Often the calls involve wildlife—animals that have gotten stuck in one way or another in close proximity to people. They are often injured as well, which further complicates the situation. During two recent responses to calls—the first involving a fox and the second an opossum—officer teams learned to get creative to assist the animals while keeping the public and themselves safe.
Officers Elena Hocking and Amanda Howes responded to a call about a fox in an Oakland hills yard. Part of the city’s beauty is the many parks that border residential neighborhoods, some of which lead into the foothills or heavily wooded areas, so wild animal calls come in more often than one might expect. In this case, a sick fox had found its way into the home’s laundry room, stumbled off a deck, and fell several feet. At that point it simply hunkered down in the yard. The officers arrived to discover a very sick fox—possibly having seizures from distemper—down a steep hillside. Eventually, they had to scale the hillside to reach the animal, after which they sedated it in order to keep the fox from further harming itself or other people or animals.
In a second case that same day, OAS Animal Control Officers Leo Ayala and Jessica Colman responded to a call about an opossum tangled in barbed wire in the city’s Fruitvale district. In struggling to free itself, the animal had injured and more deeply entangled itself.
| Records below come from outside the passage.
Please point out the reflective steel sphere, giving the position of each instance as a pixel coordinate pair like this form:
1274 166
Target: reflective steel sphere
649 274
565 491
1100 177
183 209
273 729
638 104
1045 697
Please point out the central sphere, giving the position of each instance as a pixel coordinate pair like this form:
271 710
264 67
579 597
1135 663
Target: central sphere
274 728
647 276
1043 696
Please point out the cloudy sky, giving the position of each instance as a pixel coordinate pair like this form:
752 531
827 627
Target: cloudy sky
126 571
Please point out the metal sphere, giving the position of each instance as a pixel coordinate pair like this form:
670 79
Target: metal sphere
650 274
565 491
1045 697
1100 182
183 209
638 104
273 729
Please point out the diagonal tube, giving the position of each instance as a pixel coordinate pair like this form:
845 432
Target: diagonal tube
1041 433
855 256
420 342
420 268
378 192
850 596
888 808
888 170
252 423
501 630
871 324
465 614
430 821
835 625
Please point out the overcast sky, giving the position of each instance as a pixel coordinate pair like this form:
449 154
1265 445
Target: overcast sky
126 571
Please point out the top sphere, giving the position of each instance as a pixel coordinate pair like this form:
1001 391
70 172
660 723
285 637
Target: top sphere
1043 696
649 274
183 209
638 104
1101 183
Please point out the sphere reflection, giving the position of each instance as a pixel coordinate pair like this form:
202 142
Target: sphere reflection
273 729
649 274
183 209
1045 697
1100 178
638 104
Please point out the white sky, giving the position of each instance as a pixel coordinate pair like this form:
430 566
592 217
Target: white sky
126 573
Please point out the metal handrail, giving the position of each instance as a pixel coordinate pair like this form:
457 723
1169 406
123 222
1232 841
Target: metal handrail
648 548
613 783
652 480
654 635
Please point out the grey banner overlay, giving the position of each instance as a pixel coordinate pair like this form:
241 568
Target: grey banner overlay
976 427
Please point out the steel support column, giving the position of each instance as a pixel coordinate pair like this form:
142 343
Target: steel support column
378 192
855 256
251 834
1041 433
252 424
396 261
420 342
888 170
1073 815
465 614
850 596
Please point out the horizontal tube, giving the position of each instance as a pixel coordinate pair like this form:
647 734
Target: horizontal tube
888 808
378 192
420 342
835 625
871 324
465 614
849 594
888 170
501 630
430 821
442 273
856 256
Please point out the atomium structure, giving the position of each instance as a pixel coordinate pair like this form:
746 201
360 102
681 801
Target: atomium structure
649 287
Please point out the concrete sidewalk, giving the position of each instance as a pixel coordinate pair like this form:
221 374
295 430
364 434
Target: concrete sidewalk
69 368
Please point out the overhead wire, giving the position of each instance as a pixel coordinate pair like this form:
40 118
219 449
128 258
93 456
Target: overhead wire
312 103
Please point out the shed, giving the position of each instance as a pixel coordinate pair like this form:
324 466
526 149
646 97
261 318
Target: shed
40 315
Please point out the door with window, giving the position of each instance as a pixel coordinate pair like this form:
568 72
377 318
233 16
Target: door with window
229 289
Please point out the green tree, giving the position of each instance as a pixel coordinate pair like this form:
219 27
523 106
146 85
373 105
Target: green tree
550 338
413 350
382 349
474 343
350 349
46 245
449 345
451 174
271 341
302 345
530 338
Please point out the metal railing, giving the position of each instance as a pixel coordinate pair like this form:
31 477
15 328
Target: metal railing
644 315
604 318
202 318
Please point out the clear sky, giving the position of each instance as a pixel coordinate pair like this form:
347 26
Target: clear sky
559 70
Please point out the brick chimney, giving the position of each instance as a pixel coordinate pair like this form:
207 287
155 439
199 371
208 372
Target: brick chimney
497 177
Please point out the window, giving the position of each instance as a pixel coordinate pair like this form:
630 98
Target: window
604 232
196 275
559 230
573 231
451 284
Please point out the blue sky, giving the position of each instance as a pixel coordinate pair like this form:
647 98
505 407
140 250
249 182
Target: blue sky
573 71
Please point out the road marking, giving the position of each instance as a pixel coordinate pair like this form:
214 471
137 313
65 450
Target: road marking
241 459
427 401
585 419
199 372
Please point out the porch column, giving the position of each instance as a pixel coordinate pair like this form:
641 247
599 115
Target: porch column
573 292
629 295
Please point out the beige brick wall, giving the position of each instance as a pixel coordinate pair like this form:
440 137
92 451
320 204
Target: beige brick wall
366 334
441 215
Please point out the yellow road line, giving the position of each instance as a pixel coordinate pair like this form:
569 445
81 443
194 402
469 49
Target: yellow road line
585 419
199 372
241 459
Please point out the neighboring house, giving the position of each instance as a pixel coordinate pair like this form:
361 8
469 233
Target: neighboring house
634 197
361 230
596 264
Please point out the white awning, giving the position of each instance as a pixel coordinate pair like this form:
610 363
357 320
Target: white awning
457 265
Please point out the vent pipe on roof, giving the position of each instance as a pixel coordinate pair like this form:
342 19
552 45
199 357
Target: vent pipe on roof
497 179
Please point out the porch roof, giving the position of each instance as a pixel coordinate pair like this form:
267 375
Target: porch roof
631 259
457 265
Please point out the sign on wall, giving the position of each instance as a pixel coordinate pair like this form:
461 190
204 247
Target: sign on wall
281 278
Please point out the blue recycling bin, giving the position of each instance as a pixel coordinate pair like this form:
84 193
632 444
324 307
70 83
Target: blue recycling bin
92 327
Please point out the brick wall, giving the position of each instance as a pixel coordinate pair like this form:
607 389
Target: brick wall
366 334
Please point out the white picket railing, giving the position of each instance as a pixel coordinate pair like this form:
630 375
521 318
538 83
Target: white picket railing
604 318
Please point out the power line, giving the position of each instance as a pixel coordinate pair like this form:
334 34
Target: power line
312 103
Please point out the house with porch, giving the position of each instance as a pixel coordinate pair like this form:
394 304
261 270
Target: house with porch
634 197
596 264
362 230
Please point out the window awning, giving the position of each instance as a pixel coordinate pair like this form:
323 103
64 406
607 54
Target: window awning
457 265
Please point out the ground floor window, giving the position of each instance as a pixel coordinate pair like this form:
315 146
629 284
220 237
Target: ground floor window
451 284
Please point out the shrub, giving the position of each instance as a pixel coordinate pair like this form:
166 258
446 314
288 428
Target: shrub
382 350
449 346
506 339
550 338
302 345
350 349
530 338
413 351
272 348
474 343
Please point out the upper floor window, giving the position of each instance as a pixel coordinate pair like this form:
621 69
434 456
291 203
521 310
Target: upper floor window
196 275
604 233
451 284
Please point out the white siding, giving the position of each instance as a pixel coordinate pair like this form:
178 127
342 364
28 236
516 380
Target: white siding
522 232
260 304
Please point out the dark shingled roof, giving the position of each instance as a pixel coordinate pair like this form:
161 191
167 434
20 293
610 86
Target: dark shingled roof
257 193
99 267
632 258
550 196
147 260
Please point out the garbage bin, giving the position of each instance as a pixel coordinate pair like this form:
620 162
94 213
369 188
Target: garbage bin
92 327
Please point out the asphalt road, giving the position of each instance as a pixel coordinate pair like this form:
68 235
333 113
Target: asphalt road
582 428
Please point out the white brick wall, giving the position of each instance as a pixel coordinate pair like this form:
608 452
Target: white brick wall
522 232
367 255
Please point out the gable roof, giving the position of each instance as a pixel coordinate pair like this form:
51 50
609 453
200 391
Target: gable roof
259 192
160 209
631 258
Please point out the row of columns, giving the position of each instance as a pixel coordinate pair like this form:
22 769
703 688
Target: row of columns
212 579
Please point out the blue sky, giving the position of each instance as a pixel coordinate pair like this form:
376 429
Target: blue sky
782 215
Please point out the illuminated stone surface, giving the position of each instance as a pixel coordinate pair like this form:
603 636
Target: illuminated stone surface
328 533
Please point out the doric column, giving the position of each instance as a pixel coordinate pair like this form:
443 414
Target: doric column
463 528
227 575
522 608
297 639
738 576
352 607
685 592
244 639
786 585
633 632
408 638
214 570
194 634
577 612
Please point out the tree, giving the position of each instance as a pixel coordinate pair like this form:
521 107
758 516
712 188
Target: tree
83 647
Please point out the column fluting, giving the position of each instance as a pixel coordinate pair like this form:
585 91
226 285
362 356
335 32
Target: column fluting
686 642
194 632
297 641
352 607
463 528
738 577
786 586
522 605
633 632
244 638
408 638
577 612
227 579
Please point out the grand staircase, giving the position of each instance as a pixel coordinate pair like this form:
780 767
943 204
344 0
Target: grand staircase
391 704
With backup from officers Hocking and Howes, the OAS team sedated the animal and then had to climb a fence to be able to use a bolt cutter to set it free.
The teamwork and innovation such situations demand often extends beyond the officers to the rest of OAS’s staff, veterinarians and volunteers, as well as to local veterinarians and rehabilitation groups—including Montclair Veterinary Hospital and Yggdrasil Urban Wildlife Rescue (YUWR) and Education Center, both of which regularly take on the injured wildlife retrieved by OAS officers. Together these people and groups assist OAS officers with the care, rehabilitation and, hopefully, eventual release of the animals. By the time rehabilitated wildlife is released, we hope they have grown a little savvier about living around humans, which, unfortunately for them, is a reality of their semi-urban environment. But just in case they haven’t, OAS’s animal control officers are here, ready to serve.